The Tigers’ good fortune continued in the final frame when Tyler Preziuso took advantage of a lucky bounce and scored on Anders’ blocker side, and Joel Craven’s point shot glanced off a Red Deer stick and past the Red Deer rookie netminder.
Sutter replaced Anders with Lasse Petersen after the Tigers’ final goal, but had nothing but words of encouragement for his first-year stopper when he came to the bench.
“Our goalie played well. He made some incredible saves early in the third,” said Sutter, in reference to outstanding stops on Quenneville and James Hamblin during a Medicine Hat power play.
“He’s just a young guy and I didn’t want to see him go through that,” added the Rebels boss of his decision to lift Anders. “I just felt that our game had dropped off and I wanted to let him rest a bit and get ready for Friday’s game (versus the visiting Spokane Chiefs).
“But we have to be better fundamentally. Our details were just not very good at all.”
Sutter was impressed with the forward unit of Austin Pratt, Chris Douglas and Reese Johnson.
“It was our best line tonight,” he said. “I thought ‘Pratter’ and ‘Dougie’ were outstanding. ‘Dougie’ is coming along good and that’s what we want from these young kids.”
The Rebels coaching staff worked with the players in practice Monday in an effort to cut down on defensive miscues and stick to the basics versus the Tigers.
“But we need it from every guy,” said Sutter. “It doesn’t matter what age you are, these kids are all major junior players who all have to improve their games if they want to move on to the next level.
“We have to continue to work on our game and get better, that’s the bottom line.
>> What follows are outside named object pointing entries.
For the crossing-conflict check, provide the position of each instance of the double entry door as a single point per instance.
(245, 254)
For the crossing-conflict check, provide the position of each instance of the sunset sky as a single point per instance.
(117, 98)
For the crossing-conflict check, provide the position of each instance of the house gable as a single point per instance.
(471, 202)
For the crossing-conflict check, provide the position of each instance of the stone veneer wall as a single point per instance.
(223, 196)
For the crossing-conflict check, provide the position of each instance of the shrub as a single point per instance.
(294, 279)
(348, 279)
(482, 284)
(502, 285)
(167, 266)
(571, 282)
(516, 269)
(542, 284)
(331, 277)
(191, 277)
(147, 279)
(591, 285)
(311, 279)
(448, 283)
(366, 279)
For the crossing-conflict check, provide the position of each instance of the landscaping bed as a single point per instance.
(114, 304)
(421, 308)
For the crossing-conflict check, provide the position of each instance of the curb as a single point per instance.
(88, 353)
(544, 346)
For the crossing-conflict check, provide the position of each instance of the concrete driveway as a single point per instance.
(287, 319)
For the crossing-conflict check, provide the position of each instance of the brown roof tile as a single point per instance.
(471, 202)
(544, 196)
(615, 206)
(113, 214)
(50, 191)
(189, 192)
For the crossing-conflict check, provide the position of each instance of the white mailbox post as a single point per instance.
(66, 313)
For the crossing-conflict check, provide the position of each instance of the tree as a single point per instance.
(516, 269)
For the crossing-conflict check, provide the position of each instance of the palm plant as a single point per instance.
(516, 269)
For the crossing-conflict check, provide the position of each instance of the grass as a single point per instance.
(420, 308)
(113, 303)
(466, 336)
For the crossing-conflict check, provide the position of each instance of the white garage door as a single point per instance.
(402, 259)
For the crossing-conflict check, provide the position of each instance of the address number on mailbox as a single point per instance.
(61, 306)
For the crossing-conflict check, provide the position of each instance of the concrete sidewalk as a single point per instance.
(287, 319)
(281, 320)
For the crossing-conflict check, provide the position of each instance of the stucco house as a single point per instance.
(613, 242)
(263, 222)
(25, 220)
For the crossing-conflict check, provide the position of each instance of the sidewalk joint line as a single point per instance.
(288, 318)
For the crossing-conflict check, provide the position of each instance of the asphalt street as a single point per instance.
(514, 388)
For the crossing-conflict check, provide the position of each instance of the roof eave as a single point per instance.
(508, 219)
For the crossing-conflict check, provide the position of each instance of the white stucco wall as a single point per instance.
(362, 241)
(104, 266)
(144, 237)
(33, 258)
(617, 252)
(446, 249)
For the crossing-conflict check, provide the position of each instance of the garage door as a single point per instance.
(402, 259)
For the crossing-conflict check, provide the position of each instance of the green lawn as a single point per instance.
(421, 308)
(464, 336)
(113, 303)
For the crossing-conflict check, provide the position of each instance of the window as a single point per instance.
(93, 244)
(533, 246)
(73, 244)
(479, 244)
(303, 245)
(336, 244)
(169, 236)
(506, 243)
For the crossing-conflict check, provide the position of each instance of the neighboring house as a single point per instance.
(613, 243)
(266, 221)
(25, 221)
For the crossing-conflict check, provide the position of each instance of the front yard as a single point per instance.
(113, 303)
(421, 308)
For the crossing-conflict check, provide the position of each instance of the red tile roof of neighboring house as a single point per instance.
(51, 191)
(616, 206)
We have a good team, it’s just that guys are trying to do things that are out of the team element. There’s too much one-on-one hockey.”
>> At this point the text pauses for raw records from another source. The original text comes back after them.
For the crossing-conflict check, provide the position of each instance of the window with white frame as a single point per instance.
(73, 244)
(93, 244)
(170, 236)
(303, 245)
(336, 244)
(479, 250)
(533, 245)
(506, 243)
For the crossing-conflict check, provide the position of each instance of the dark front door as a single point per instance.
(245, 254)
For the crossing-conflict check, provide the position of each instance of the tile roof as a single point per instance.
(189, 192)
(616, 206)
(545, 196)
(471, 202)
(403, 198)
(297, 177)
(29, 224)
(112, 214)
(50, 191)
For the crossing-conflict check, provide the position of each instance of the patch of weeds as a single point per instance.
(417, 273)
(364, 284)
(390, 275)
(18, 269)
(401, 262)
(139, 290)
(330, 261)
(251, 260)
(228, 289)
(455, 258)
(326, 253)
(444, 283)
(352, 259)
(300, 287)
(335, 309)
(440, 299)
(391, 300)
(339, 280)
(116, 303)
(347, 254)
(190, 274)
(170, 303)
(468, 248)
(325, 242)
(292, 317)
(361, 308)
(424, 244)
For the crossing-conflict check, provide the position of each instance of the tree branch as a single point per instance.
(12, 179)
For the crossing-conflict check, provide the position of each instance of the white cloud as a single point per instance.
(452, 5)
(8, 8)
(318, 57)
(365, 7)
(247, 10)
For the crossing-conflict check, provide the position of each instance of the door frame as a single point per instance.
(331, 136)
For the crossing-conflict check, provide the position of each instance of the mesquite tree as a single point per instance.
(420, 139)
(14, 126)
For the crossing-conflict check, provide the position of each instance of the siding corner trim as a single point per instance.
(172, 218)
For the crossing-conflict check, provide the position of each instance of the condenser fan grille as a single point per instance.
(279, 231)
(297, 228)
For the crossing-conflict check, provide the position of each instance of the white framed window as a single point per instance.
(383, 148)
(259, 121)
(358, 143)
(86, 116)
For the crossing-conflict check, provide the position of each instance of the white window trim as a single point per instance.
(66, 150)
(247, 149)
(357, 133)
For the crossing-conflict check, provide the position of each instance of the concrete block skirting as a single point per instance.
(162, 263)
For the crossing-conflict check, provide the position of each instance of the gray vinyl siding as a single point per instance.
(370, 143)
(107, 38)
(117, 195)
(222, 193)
Just notes: Anders stopped 22 of 27 shots while Petersen turned aside all six he faced over the final 12 minutes. Bullion made 30 saves and was particularly sharp during a third-period Red Deer power play . . . Following Friday’s home game against Spokane, the Rebels will host the Regina Pats Saturday . . . Russian Prospects announced on Twitter Monday that Rebels defenceman Alex Alexeyev has been named to the Russian team for the WHL portion of the CIBC Canada-Russia series. The games are set for Nov. 6 and 7 in Moose Jaw and Swift Current . . . Rebels prospects Jordan Borysiuk and Ethan Rowland each recorded two points for Team Alberta in the WHL Cup tournament – for the top 15-year-olds in each of the four western provinces — which ended Sunday in Calgary. Borysiuk, a third-round pick of the Rebels in the 2017 WHL bantam draft, notched two goals over five games, while first-round pick Rowland contributed a goal and an assist in four games. He didn’t play in the Sunday’s final, in which Alberta — after posting three preliminary wins and a 7-1 semifinal victory over Manitoba — fell 4-3 in overtime to British Columbia.